One of the first questions a tech executive is faced with is whether to spend umph millions of dollars on building out a Hadoop cluster/data warehouse/data lake (or similar expensive piece of kit) first, and then try to get value from the neat data pool, or to get their hands dirty straight away. As with all of my points here, I have seen both cases in roughly equal measures.
Whereas it is tempting to want to have all the technology in place before letting analysts lose on the data, after all it is makes sense to, for example, make sure you have all the ingredients for a recipe before starting to cook a dish, it may not be the best idea in this case. Why? Well, for one, you are wasting time. Building a warehouse solution can take months, if not years, and in the meantime your competitors are optimising their businesses and launching new products and services. Furthermore, the optimal technology solution may not be clear from the start. Your first, small projects will already deliver value, and give you guidance on whether you are heading in the right direction.
Tip 1: Don’t wait!
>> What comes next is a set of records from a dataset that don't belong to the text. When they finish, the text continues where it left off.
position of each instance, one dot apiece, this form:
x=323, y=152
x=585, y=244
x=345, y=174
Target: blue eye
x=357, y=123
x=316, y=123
Get started straight away, even if it is just with proof-of-concepts, exploratory analysis or prototypes.
- Hire one, or hire a team?
So you want to get started, but now you need to decide, do I hire one experienced, talented, expensive superstar data scientist (a.k.a. unicorn) or do I spend my budget on a team of junior data scientists that can work together? Well, the advantage with an experienced hire is that you have lots of precedent of their work, and they can possibly get up to speed a little bit faster with your business needs. The disadvantage is that they can be set in their ways, i.e. try to fit your problem into their solution, that they come with one skillset and that they are incredibly hard to find and thus expensive.
The best solution in my book is thus to go for a small team of less experienced, but talented and motivated individuals with diverse skill and fresh mindsets. A team of three already allows for a good coverage of all necessary skillsets, e.g. a person more focused on coding and databases, a person focused on stats and analytics, and a third person with visualisation and reporting skills. Taking people younger in their careers typically means they will work that bit harder to prove themselves and learn, and they will strive to quickly become productive team members.
Tip 2: Hire a team of three younger data scientists with diverse skillsets.
- Centralised, or integrated teams?
Congratulations! You are now the proud manager of a data science team. Next big question, where to put them? Do we keep them close together, in one “data taskforce unit”, or do we send them out on secondments to different business units?
Keeping the team together ensures that learning and best practice quickly spreads, incentivises collaboration and increases motivation. It will also allow you to manage the team’s resources better, and combine skills on projects. On the other hand, it can certainly complicate communication with stakeholders outside the team and there is a risk of resentment towards a perceived “ivory tower” of knowledge and power. Placing team members in different business units risks lowered motivation and shared learning, but can facilitate the learning of domain knowledge and result in better communication. There is no one solution to this question that will work for all, but it is important to be aware of the challenges around team placements, and to put structures in place that counteract them.
Tip 3: Look for a hybrid team organisation, with a good mix of internal support and mentoring within the data science team and open communication lines with the rest of the organisation.
To summarise, if your organisation is not making good use of its data today, you will be in trouble tomorrow. Sooner or later all organisations will need to become more data driven, and those that start earlier will have the advantage. It is not easy to get started, but there are tools and services available for those with the right level of commitment. Start now, build a team of diverse skills, get advice on how to manage teams of data rockstars join the data revolution.